22 May 2024 | Yuzhang Shang, Mu Cai, Bingxin Xu, Yong Jae Lee, Yan Yan
**Abstract:**
Large Multimodal Models (LMMs) have demonstrated significant visual reasoning capabilities by integrating a visual encoder and a large language model. However, the computational costs of these models increase quadratically with the number of input tokens due to the Transformer architecture. To address this, we propose PruMerge, an adaptive visual token reduction strategy that significantly reduces the number of visual tokens without compromising performance. PruMerge leverages the sparsity in the visual encoder's attention scores between the class token and visual tokens to dynamically select crucial visual tokens. These selected tokens are then clustered and merged to enhance their informational content. Empirically, PruMerge can compress visual tokens by 14 times on average in LLaVA-1.5 while maintaining comparable performance across diverse visual question-answering and reasoning tasks.
**Introduction:**
LMMs, which combine large language models (LLMs) with visual encoders, have shown strong visual reasoning capabilities. However, the computational costs of LMMs are high due to the large number of visual tokens used as prefix content. Previous work has focused on reducing the LLM backbone size, but this sacrifices reasoning abilities. Our approach, PruMerge, aims to reduce the number of visual tokens while maintaining performance. PruMerge uses outlier detection to identify and prune redundant visual tokens, and then merges the remaining tokens to enhance their informational content. Empirically, PruMerge can reduce visual tokens by 14 times on average in LLaVA-1.5 while maintaining comparable performance.
**Related Work:**
Efforts to improve LMM efficiency have focused on reducing the size of the LLM backbone or using quantization techniques. Our work is unique in its focus on reducing the number of visual tokens, which is a key bottleneck in LMMs.

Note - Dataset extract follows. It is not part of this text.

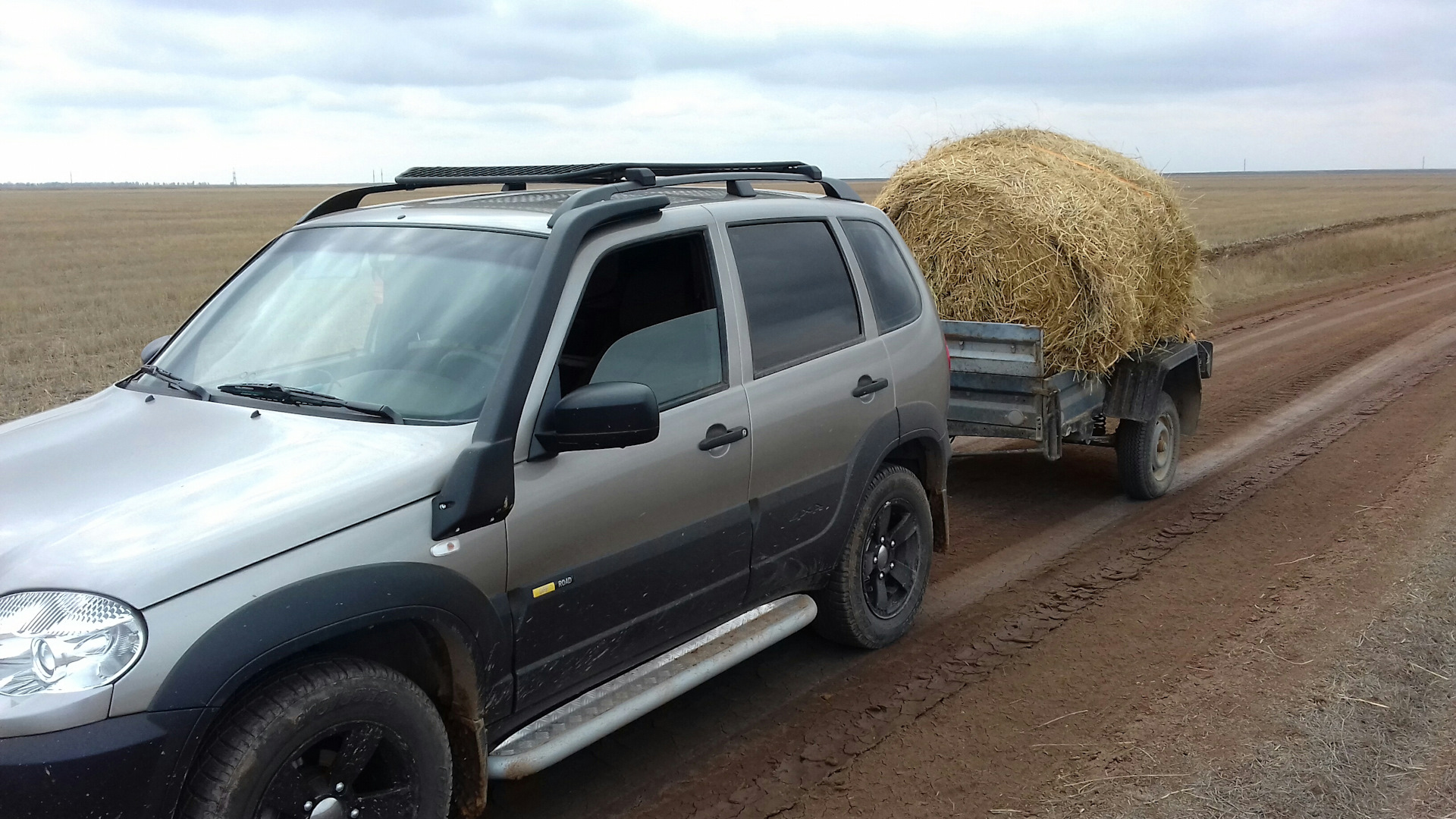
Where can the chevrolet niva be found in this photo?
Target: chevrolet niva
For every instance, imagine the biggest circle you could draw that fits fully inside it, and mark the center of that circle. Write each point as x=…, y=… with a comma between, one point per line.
x=444, y=490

**Method: Token Pru-Merging:**
PruMerge consists of two main components: Adaptive Important Token Selection (AITS) and Token Supplement (TS). AITS uses the Interquartile Range (IQR) method to identify and select important visual tokens based on their attention scores. TS clusters and merges the selected tokens to enhance their informational content.
**Experiments:**
PruMerge is evaluated on various benchmarks, showing significant performance and efficiency improvements. It reduces the number of visual tokens by 14 times on average while maintaining or improving performance. PruMerge also demonstrates generalization to video-LLMs without additional training.
**Conclusion:**
PruMerge effectively reduces the number of visual tokens in LMMs, improving efficiency without sacrificing performance. This approach has broad implications for the deployment and accessibility of LMMs, particularly in edge computing environments.**Abstract:**
Large Multimodal Models (LMMs) have demonstrated significant visual reasoning capabilities by integrating a visual encoder and a large language model. However, the computational costs of these models increase quadratically with the number of input tokens due to the Transformer architecture. To address this, we propose PruMerge, an adaptive visual token reduction strategy that significantly reduces the number of visual tokens without compromising performance. PruMerge leverages the sparsity in the visual encoder's attention scores between the class token and visual tokens to dynamically select crucial visual tokens. These selected tokens are then clustered and merged to enhance their informational content. Empirically, PruMerge can compress visual tokens by 14 times on average in LLaVA-1.5 while maintaining comparable performance across diverse visual question-answering and reasoning tasks.
**Introduction:**
LMMs, which combine large language models (LLMs) with visual encoders, have shown strong visual reasoning capabilities. However, the computational costs of LMMs are high due to the large number of visual tokens used as prefix content. Previous work has focused on reducing the LLM backbone size, but this sacrifices reasoning abilities. Our approach, PruMerge, aims to reduce the number of visual tokens while maintaining performance. PruMerge uses outlier detection to identify and prune redundant visual tokens, and then merges the remaining tokens to enhance their informational content. Empirically, PruMerge can reduce visual tokens by 14 times on average in LLaVA-1.5 while maintaining comparable performance.
**Related Work:**
Efforts to improve LMM efficiency have focused on reducing the size of the LLM backbone or using quantization techniques. Our work is unique in its focus on reducing the number of visual tokens, which is a key bottleneck in LMMs.
**Method: Token Pru-Merging:**
PruMerge consists of two main components: Adaptive Important Token Selection (AITS) and Token Supplement (TS). AITS uses the Interquartile Range (IQR) method to identify and select important visual tokens based on their attention scores. TS clusters and merges the selected tokens to enhance their informational content.
**Experiments:**
PruMerge is evaluated on various benchmarks, showing significant performance and efficiency improvements. It reduces the number of visual tokens by 14 times on average while maintaining or improving performance. PruMerge also demonstrates generalization to video-LLMs without additional training.
**Conclusion:**
PruMerge effectively reduces the number of visual tokens in LMMs, improving efficiency without sacrificing performance. This approach has broad implications for the deployment and accessibility of LMMs, particularly in edge computing environments.